AGOSTO 1989
Jueves 24
Arroz con
manteca y queso/Banana
Pollo al horno
con puré de calabaza/Manzana
Como
todos los días escuché el despertador a
las siete menos cuarto. Todavía un respiro. Luis apareció a las siete y cinco,
duchado y con María en brazos. La acostó en nuestra cama. Vencidos los plazos
me levanté, fui al baño y volví para iniciar la lucha contra el malhumor
matutino de la nena. Anoche le había preparado la ropa pero faltaban las
medias. La dejé vistiéndose y fui a buscarlas, tratando de hacer el menor ruido
posible. Inútil. Paula se incorporó como un bombero en cuanto sintió mi
respiración en su cuarto. Regresé con las medias y con la gorda en brazos y me
encontré con que María solo se había puesto una manga de la polera. Siete y
veinte. Si no se apuraba llegaría tarde. La peiné y, por supuesto, lloró cuando
le hice las trenzas que, por otro lado, me había pedido que le hiciera. Bajó
con Luis mientras yo le cambiaba los pañales a Paula, aunque la dejé en piyama
para no perder más tiempo.
En
la cocina María protestaba: nunca quiere desayunar y me da no sé qué que salga,
en pleno invierno, con la panza vacía. En mi taza, el té ya frío. Le calenté la
leche a Paula. María, por jugar con ella, frente a la taza llena y las agujas
corriendo. Luis, nervioso por la demora, empezó a retarla. Finalmente le puse
el delantal, instante funesto en que saltó el botón de la manga. Por suerte
hilo y aguja en la cocina. Salieron tarde.
Cuando
terminaba de llenarle el segundo jarrito a Paula, llego Felisa: me vuelve el
alma al cuerpo cuando la veo aparecer.
Subí
con Paula y me encontré a Federico haciendo fiaca en mi cama. Me recosté un
rato y Paula tras de mí. Ya se avivó: abre el segundo cajón de la mesa de luz,
lo usa de escalera y se zambulle orgullosísima. Jugamos un rato los tres hasta
que recordé que había quedado en ir a lo de Verónica.
Paula
se hizo caca y, con lo que sale cada pañal, tuve que cambiarla de nuevo,
mientras peleaba con Federico para que se sacara el piyama. Sin éxito. Como
todos los días, terminé vistiéndolo yo, fastidiada. Cuatro años y medio y es
incapaz de ponerse una media. Vago congénito. Se lavaron los dientes, momento
que aproveché para arreglarme.
Preparé
la leche para Federico y unas solicitadas tostadas con manteca, que también
Paula usufructuó. En cuanto vi el fondo de la taza huí, porque, entre pitos y
flautas, ya eran casi las diez, imposible salir temprano. Al buscar las llaves
descubrí, sobre la mesada, la carpeta de María. Por suerte dibujo en la última
hora. Subí al auto y se la alcancé, con gran alivio de su parte. Es increíble
cómo se aflige cuando no cumple con algo. (¿A
quién saldrá?)
Verónica
me convidó con café y torta casera y trabajamos tranquilas, sus nenas en el
colegio.
Llegué
justo a tiempo para buscar a María. La encontré de la mano de Alejandra.

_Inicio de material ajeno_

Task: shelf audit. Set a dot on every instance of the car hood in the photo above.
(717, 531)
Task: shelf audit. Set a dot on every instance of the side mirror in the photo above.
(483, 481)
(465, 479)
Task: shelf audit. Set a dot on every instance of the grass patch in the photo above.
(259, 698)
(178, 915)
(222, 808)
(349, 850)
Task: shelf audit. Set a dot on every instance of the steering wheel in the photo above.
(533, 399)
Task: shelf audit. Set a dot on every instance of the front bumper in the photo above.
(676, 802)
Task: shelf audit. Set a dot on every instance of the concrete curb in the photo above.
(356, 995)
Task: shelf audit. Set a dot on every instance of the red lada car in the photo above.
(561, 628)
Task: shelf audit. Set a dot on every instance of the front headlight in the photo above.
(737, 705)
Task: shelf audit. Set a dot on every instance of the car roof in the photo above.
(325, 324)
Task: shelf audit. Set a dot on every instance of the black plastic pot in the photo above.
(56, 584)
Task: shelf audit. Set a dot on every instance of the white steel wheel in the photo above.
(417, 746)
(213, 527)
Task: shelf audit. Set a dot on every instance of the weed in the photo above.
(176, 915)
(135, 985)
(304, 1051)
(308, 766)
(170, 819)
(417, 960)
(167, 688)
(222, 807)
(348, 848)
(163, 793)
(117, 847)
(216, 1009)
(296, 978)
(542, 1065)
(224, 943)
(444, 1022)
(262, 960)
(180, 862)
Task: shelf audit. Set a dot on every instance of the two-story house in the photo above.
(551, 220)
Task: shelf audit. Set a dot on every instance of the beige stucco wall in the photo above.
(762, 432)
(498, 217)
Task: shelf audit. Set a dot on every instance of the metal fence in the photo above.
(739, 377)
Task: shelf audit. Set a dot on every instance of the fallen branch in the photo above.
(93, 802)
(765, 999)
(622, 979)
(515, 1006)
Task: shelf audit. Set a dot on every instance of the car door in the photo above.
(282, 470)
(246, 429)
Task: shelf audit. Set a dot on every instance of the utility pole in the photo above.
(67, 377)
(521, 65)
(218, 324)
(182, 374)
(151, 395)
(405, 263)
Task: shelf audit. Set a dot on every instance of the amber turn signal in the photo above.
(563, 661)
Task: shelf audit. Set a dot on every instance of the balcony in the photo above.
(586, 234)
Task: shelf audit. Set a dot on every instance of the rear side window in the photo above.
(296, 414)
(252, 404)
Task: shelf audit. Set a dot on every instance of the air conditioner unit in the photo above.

Significado: otra pensionista. Como estaba con el auto llegamos antes a casa.
Menos mal, aún no había pensado qué almorzaríamos. Arroz con manteca y queso.
Gritos mediante (estaban en la terraza) conseguí que vinieran. Felisa se
compadeció de mí y bajó a Paula. Se sentaron. Reparé en las manos roñosas. Levantada
general y lavada general, empujándose frente a la pileta.
Comieron
bien, salvo Alejandra, que parece un pajarito, se nota que pertenece a otra
familia. Mientras los chicos comían esa bendición que son las bananas –ni se
pelan ni se cortan-, preparé el termo con jugo para Federico. Jueves: merienda
¨natural¨. Afortunadamente, todavía quedaban pasas de uva. 13.30. Sin tiempo
para mi religioso café subí a buscar a Fede que estaba de nuevo en la terraza y
armó gran escándalo para bajar a vestirse. Cambio completo, calzoncillo
incluido, porque se salpicó cuando hizo pis. No aparecía una de las zapatillas
nuevas que, por fin, encontré debajo de mi cama. Llamé a María para que también
ella se lavara los dientes. El delantal en el lavadero: subir otro piso. Busqué
un pañuelito y se lo puse en el bolsillo.
Cuando
ya estábamos dentro del coche me di cuenta de que la mochila no nos acompañaba.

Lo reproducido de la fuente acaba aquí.